Amendement (sans numéro) — APRÈS L'ARTICLE PREMIER, insérer l'article suivant:
Dispositif
L’article L. 2212‑2 du code général des collectivités territoriales est complété par deux alinéas ainsi rédigés :
« Dans l’exercice de leurs missions de police administrative et de préservation de la tranquillité publique, les moyens matériels et les équipements mis à disposition des agents de police municipale doivent être strictement proportionnés à la nature de leurs missions, lesquelles sont prioritairement orientées vers la proximité, la prévention et la désescalade des conflits. »
« Dans ce cadre, les doctrines d’équipement et d’intervention privilégient des moyens non létaux et des techniques de désescalade, adaptées à des missions de police de proximité. »
Exposé sommaire
Par cet amendement, les député.es du groupe LFI souhaitent introduire dans le code général des collectivités territoriales un principe de proportionnalité des équipements des polices municipales au regard de la nature de leurs missions, centrées sur la proximité, la prévention et la tranquillité publique.
Il s’inscrit pleinement dans l’objet du projet de loi relatif à l’extension des prérogatives, des moyens, de l’organisation et du contrôle des polices municipales et des gardes champêtres. En effet, l’élargissement des compétences des polices municipales rend indispensable une réflexion concomitante sur la nature des moyens qui leur sont attribués, afin d’assurer la cohérence entre missions et doctrines d’intervention.
Dans de nombreux territoires, les polices municipales sont devenues des acteurs essentiels de la sécurité du quotidien, en particulier dans un contexte de recul de la présence de la police nationale. Cette évolution, analysée notamment par la Cour des comptes dans son rapport public thématique d’octobre 2020 sur les polices municipales, met en évidence une montée en puissance de ces forces locales dans un continuum de sécurité de plus en plus éclaté.
Or, cette évolution s’est parfois accompagnée d’une montée en gamme des équipements sans réflexion suffisante sur leur adéquation avec les missions réellement exercées. Cette dynamique interroge la cohérence entre une mission de proximité, fondée sur le contact quotidien avec la population, et des équipements potentiellement inadaptés à une logique de désescalade et de prévention.

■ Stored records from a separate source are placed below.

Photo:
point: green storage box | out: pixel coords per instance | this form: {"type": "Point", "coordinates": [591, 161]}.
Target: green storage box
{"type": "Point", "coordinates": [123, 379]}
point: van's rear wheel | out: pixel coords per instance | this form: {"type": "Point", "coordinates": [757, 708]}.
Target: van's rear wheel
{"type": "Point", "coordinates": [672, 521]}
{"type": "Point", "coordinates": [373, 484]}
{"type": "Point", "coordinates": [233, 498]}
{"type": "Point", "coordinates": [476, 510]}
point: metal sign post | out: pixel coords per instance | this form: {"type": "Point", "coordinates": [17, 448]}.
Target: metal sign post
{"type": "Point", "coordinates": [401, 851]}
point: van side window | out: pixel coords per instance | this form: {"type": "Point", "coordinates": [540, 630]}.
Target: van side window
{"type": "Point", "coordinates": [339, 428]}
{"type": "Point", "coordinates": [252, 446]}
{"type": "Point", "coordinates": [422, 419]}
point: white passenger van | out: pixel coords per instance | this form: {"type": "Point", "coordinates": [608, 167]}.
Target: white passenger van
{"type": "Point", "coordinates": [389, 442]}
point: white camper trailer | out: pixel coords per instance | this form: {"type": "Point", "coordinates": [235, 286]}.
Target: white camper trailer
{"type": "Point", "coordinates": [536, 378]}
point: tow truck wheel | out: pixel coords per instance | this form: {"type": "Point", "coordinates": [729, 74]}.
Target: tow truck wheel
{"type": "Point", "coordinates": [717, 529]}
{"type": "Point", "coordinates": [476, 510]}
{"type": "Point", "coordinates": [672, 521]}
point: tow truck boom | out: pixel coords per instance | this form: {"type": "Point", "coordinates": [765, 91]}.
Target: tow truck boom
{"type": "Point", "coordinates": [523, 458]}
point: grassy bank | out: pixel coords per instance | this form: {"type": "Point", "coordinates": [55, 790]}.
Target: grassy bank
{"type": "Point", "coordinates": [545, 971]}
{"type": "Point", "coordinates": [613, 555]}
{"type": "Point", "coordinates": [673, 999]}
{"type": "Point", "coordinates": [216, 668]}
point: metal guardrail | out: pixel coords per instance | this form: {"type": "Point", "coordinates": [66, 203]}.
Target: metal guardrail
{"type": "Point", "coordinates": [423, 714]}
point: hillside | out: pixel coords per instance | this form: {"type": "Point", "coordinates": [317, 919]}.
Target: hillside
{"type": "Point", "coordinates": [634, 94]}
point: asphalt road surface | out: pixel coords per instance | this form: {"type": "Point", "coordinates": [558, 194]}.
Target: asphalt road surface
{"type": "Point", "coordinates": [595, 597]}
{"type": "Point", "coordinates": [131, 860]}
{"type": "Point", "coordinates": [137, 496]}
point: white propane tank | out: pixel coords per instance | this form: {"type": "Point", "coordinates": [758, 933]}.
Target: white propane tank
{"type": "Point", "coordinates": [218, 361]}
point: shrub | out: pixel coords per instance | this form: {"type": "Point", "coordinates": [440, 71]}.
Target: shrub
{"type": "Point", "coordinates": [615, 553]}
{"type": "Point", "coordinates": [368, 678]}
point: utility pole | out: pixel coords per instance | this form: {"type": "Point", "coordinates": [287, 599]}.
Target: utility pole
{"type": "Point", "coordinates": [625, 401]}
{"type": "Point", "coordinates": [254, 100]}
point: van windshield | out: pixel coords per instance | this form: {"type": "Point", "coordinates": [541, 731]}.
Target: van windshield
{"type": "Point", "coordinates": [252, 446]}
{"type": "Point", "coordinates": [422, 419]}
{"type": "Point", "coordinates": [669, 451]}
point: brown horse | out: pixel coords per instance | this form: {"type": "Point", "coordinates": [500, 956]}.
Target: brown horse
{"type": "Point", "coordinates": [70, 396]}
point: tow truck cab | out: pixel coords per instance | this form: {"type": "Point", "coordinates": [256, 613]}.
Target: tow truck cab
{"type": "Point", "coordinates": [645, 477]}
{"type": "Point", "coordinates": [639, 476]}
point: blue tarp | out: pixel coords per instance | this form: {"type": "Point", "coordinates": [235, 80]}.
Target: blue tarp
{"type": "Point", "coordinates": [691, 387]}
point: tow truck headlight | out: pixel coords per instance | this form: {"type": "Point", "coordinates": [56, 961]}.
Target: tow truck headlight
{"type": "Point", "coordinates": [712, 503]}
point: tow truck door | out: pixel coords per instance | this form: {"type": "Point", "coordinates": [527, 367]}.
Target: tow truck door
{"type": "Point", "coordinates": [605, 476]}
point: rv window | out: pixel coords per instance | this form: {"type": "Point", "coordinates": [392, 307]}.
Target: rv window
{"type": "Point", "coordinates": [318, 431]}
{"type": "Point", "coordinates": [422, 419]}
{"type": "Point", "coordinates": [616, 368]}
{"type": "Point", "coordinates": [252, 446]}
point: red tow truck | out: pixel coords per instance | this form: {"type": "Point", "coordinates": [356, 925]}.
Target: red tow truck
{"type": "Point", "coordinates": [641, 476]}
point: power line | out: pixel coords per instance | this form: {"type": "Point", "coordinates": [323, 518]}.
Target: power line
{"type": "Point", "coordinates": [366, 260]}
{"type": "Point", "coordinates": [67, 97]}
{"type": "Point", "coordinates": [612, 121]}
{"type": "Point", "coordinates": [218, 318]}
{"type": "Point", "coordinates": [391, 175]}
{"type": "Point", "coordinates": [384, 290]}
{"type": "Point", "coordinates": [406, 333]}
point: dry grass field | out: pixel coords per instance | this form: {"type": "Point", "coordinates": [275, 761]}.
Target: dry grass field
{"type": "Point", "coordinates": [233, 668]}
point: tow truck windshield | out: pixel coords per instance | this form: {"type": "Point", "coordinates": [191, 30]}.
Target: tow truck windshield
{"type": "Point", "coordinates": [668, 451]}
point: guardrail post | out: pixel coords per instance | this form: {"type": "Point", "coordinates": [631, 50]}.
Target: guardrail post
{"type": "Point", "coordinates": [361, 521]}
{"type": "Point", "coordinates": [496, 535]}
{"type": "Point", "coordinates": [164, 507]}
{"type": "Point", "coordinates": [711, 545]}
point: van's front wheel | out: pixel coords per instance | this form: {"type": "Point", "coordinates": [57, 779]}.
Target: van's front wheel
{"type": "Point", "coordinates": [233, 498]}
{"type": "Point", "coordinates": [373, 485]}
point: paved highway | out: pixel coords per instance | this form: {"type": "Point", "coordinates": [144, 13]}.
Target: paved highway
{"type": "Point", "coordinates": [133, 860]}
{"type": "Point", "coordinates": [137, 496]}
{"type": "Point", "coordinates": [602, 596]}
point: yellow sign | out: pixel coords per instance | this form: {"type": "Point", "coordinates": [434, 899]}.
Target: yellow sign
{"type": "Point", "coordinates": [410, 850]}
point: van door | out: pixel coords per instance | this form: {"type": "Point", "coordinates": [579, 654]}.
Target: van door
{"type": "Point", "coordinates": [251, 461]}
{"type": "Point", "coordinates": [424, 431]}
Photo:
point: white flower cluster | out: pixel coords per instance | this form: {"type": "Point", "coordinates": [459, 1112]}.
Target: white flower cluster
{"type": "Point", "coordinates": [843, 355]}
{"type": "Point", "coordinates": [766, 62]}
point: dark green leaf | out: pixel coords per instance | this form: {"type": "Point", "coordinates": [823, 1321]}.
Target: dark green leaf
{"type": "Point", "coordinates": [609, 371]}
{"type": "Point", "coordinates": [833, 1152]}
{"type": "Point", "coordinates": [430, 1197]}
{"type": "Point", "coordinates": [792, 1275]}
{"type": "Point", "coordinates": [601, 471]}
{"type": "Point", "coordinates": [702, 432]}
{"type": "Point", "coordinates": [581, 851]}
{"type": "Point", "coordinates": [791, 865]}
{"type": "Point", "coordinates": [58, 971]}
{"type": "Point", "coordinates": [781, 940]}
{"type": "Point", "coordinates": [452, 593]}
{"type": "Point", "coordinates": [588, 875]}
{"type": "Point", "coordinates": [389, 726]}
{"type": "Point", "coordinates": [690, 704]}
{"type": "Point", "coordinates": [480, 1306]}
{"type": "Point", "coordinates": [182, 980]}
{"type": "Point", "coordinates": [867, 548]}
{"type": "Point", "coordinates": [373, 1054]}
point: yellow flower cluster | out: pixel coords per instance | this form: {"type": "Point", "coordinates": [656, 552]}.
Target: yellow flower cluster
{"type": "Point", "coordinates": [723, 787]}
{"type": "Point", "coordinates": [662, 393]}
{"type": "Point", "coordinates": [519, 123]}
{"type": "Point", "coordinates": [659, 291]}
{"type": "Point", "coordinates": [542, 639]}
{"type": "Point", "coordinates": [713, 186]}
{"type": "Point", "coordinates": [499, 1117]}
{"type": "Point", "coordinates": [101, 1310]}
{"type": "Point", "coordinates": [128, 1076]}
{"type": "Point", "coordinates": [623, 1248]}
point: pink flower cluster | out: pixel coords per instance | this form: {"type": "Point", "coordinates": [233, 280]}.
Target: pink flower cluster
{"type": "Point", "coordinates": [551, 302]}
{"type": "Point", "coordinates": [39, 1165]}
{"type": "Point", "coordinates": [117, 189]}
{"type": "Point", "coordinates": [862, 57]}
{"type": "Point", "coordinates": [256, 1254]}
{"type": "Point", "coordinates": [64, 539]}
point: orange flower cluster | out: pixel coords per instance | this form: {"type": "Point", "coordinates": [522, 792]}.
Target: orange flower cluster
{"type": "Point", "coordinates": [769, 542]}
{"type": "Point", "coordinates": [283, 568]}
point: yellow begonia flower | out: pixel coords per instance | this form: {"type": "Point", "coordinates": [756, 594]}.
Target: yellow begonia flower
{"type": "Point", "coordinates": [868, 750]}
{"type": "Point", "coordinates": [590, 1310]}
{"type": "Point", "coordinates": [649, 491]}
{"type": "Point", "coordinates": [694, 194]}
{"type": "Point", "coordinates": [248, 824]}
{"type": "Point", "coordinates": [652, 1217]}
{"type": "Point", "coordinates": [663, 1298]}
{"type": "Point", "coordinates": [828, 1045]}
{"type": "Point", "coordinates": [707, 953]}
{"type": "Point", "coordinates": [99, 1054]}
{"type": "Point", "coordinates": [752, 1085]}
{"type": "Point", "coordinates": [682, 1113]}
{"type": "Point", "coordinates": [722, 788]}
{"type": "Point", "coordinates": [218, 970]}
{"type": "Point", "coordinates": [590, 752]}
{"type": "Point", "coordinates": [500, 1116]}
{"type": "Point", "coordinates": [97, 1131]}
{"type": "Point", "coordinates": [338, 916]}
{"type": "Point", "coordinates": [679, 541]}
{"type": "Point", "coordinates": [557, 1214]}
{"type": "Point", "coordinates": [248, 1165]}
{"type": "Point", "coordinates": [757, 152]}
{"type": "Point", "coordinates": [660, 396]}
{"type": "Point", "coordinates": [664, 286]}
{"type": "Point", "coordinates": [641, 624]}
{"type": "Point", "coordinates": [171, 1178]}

De nombreux travaux en sciences sociales de la sécurité, notamment ceux de Sebastian Roché et de la littérature internationale en criminologie appliquée, montrent que l’acceptabilité sociale des forces de sécurité, leur légitimité perçue et leur efficacité reposent en grande partie sur la qualité de la relation entretenue avec la population. Cette relation est directement influencée par les doctrines d’intervention et les niveaux de recours à la force.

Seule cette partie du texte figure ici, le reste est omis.